'Eugenics' are exactly what the Nazis believed
in THE scientist who discovered DNA is talking about a genetic
cure for 'stupidity'.
James Watson, who won a Nobel Prize with Francis Crick and
Maurice Wilkins for their revelation in 1953 that twisted
threads of acid in the human body carried all the programming
which determines our physical make-up, says low intelligence
is a genetic disorder.
Molecular biologists have a duty to develop
gene therapies or screening tests to identify unborn children
who don't have the potential for high IQs, believes the 75-year-old
American, who is now president of the Cold Spring Harbor Laboratory
in New York.
(Here's another twist in the helix: who knows,
nowadays, that the New Zealand biophysicist Maurice Hugh Frederick
Wilkins, now 85, was the third man in that Nobel-winning team?
Everyone has heard of Crick and Watson - what happened to
Wilkins? How did he let the other two steal his glory? Was
he stupid or something?)
''If you are really stupid,'' Watson says in
a TV programme called simply DNA, to be shown on Channel 4
on Sunday, ''I would call that a disease.
''The lower 10 per cent who really have difficulty,
even in elementary school, what's the cause of it?
''A lot of people would like to say, 'Well,
poverty, things like that'. It probably isn't. So I'd like
to get rid of that, to help the lower 10 per cent.''
That's a good word, 'help'. It sounds positive,
humanitarian, altruistic. But despite the completion of the
human genome project last year, which listed all the three
thousand million instructions in our genetic programmes, we
still have no idea what almost all of those instructions do.
Many of them probably do nothing at all. And
even when we do know what one byte of the code controls, we
have no means of reaching into the DNA and rearranging it.
Watson's notion of identifying and 'helping'
children of low IQ before they are even born is a spurious
nonsense.
The only ambition science could possible achieve
in this area would be to pick out foetuses which are at higher
than average risk of 'stupidity' - perhaps where there is
a family history of learning difficulties, for instance. And
the only way to 'help' them would be to abort them.
It is not a new idea. Many scientists and intellectuals
across Europe supported 'eugenics', which means 'good genes'.

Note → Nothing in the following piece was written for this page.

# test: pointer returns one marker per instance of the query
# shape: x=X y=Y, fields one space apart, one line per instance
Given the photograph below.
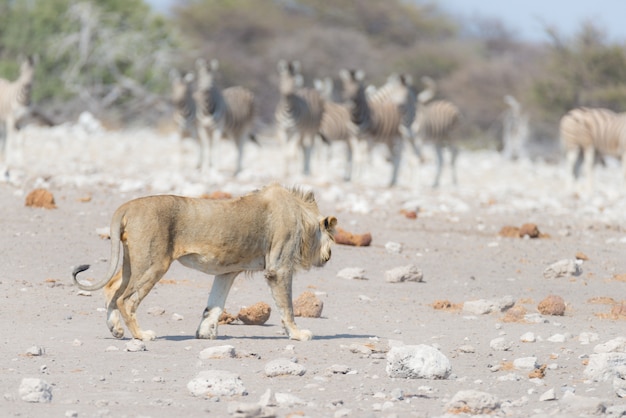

Marie Stopes, the pioneer of birth control,
believed utopia could be achieved within decades by ensuring
unsuitable people did not breed: ''I would legislate compulsory
sterilisation of the insane, feeble-minded, revolutionaries
and half castes,'' she wrote in 1920.
Polite society was obliged to forget about eugenics,
when the Nazis took the theory to its logical limit and began
a systematic programe of wiping out all 'inferior races',
all 'perverted sexualities' and all 'stupidity' - the Jews,
of course, and also blacks, Romanies, homosexuals, Communists
and children with learning difficulties.
The Holocaust was eugenics in action. And eugenics
in action is exactly what James Watson is talking about. I
am tempted to launch into a rant about the stupidity of anyone
who thinks children must be condemned to a life of failure
and menial labour if they cannot pass the government's arbitrary
reading and maths tests at the age of seven.
I could rage about how many of our most brilliant
minds were slow starters at lessons - Churchill, who could
barely write his name on his school entrance exam; Einstein,
who could not talk properly before he was nine; Paul Erdos,
the great mathematician, whose mother had to tie his shoelaces
until he was in his teens.
James Watson would have had all those great
minds destroyed before they were ever born. The real point,
though, is not about what children might become, as they turn
their difficulties into opportunities - it is about the marvel
of who they are right now.
I meet many kids with every kind of problem
- children with cancer, children with Aids, children with
cerebral palsy and children with severe learning difficulties.
It doesn't matter whether the body or the intellect
is impaired: the spirit is what inspires us. And every human
child, even in the harshest adversity, is bursting with spirit.
James Watson's supporters make excuses for him.
They say he is mischievous, that he likes to whip up controversy,
that he says things just to get a reaction.
People used to make the same excuses for Bernard
Manning, until his remarks about Jews and blacks began to
offend so many people that the media was forced to ignore
him.
People like Watson are going to be spouting
a lot about eugenics as the results of the genome project
are unravelled. They will call it by some other name - human
genetic modification, perhaps - but there is no doubt of what
they mean.
It will not be enough to wince or smile with
embarrassment when we hear friends and neighbours and colleagues
echoing this wicked rubbish.
We have to speak out. We have to say, ''You're
talking bigoted trash. Think about what you're saying. The
last time people believed in 'making the human race stronger'
and 'wiping out genetic flaws', we ended up with Auschwitz
and Treblinka.
''Is that what you believe in? Is that what
you want?''
Is that what James Watson wants? Is that his
ambition for the future of genetics? He is a very stupid man.